We don’t know the fine structure of these events, nor precisely how they overlap. I doubt, for instance, that “fall apart” is accurate: the removal of the protein coat(s) is, IMO, much more likely to be a regulated process that occurs in concert with other events such as the initiation of reverse transcription. In fact, I suspect that membrane fusion is part of the same concerted series of events. To indulge in a brief anthropomorphism, this is not a virus that leaves things to chance. It packs a dozen genes into about 9000 base pairs, using multiple reading frames; compare that with the human genome, which carries about 30000 genes on roughly 3 thousand million base pairs! (The average, ~100kbp/gene, is misleading because only about 10% of the human genome encodes protein, but that too is a useful comparison. The HIV-1 genome contains no “junk” and relatively little regulatory DNA.) With such a compact genome, streamlined by the need to evolve so as to stay out of the way of the host’s defenses, HIV is a designer particle specifically engineered to infect H. sapiens. I would be surprised to find any part of its reproduction that was not tightly regulated. That much of the regulation is achieved by subverting cellular mechanisms only increases my astonishment at the ingenuity of the damn’ thing!

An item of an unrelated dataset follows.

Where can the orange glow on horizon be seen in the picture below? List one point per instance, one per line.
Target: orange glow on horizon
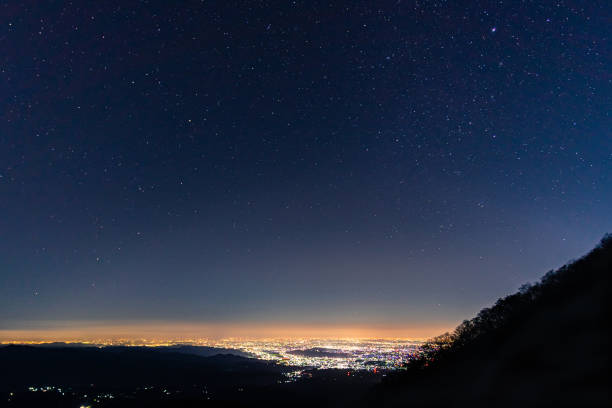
(82, 331)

From integration onwards, we know a lot more about what the virus does inside the cell — but my work did not involve post-integration steps in any detail, and this is already a long entry. Very briefly, the integrated viral genome (called a provirus) is expressed in much the same way as cellular genes, except that it is regulated by a viral protein called Tat. (Another example of the compact nature of the virus: Tat is also essential for efficient reverse transcription, a fact which underlies most of the research I was doing.) Viral proteins and RNA assemble at the cell membrane and form immature particles, and another series of concerted events results in budding of these particles from the cell (during which process they acquire their outer lipoprotein membrane). The viral protease, which will be familiar to many as the target of newer antiretroviral drugs, cleaves the proteins in the immature particle and the smaller proteins thereby formed rearrange into a mature virion capable of infecting a susceptible cell. Again, I’ve left an enormous amount of detail out of that thumbnail sketch, which I’ve only included for completeness, to round out the cycle. I haven’t touched on the dynamics of infection and treatment, the epidemiology of the virus, or any of a dozen other fascinating topics; but this was more or less just a brain dump, and I hope that perhaps some of Kitty’s readers and Link & Think browsers have found it interesting.

1 Responses to The Technical Stuff

  1. Linkmeister says:

    Yes. Very enlightening; thank you.